Abramoff was not without his own ties inside the White House—including his former executive assistant Susan Ralston, who now works in that capacity for Rove. Although Abramoff repeatedly tried to contact Rove, sources tell TIME, he had been able to arrange only one private meeting with Bush's top political strategist, early in 2001. Ralston subsequently referred his occasional requests to the White House intergovernmental-affairs office. When Abramoff pleaded by e-mail in February 2003 for her to help arrange a "quiet message" from Rove to the Interior Department on behalf of a tribal client, Ralston rebuffed him: "Karl and others are aware, but the WH is not going to get involved." So Abramoff sent a copy of Ralston's curt e-mail to Reed, who replied, "this is ridiculous. want any help ...?"

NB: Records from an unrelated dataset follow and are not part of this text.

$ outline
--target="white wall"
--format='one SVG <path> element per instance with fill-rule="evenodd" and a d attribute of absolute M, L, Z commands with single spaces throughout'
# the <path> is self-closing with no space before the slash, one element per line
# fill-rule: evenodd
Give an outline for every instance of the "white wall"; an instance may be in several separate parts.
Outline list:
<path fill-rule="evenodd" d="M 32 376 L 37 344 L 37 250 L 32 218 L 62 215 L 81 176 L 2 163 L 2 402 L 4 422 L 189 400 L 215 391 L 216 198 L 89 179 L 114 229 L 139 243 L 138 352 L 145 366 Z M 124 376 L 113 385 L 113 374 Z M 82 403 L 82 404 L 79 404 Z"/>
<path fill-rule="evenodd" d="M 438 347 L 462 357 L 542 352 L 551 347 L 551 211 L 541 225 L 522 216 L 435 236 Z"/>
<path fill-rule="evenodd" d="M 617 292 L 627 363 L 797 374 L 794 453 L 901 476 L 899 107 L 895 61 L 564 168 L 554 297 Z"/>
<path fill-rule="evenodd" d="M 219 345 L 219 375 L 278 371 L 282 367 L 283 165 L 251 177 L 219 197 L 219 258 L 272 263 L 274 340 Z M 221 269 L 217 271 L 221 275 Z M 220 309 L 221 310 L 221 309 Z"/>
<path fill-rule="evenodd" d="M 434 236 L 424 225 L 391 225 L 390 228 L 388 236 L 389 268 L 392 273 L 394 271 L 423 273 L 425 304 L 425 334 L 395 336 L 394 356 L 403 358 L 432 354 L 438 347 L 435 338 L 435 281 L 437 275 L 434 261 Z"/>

Abramoff's friendship with Reed goes back to their political organizing in the early 1980s, when Abramoff was national chairman of the College Republicans and Reed was executive director. Reed slept on Abramoff's couch at one point and introduced him to the woman he married. After Reed started his consulting firm in 1997, Abramoff threw him what would end up being as much as $4 million worth of business on campaigns to stop gambling—which Reed had once called "a cancer on the American body politic."
However mutually beneficial that relationship was, it has returned to haunt Reed in his first campaign for elected office. Reed, a former Georgia G.O.P. chairman who was considered the engineer of an impressive sweep of Republican victories in that state in 2002, has tapped his national connections and swamped his rivals at fund raising in his race. Lieutenant Governor is largely a ceremonial job, but it could give Reed, 44, a leg up for a gubernatorial bid in 2010.
Yet in recent months Reed has mostly been on the defensive. Questions have been raised about his golfing trip with Abramoff to Scotland in 2002 and whether Reed knew that the ostensibly antigambling campaigns he waged with Abramoff were actually paid for by gambling interests eager to get rid of their competition. It is a particularly uncomfortable situation for a politician famous for his ability to rally religious conservatives. Those supporters largely dismiss the revelations as a left-wing smear, but Rusty Paul, Reed's predecessor as Georgia G.O.P. chairman, acknowledges "a lot of very nervous people around waiting for other shoes to drop." Allies of his chief rival in the primary have circulated a memo among local Republicans warning that having Reed on the ticket could jeopardize incumbent Governor Sonny Perdue and the G.O.P.'s legislative majorities.
Reed has rested his defense on fine distinctions, saying the payments he received from Indian tribes didn't come from gambling. But that line may be tested when the Senate Indian Affairs Committee—chaired by his old nemesis McCain—holds another hearing on the Abramoff scandal next week. Reed has not yet been called to testify, but the hearing will focus on the Louisiana Coushattas, whom Abramoff arranged to pay more than a million dollars to Reed for his services.
Inconveniently, the tribe has no profitmaking ventures other than gambling.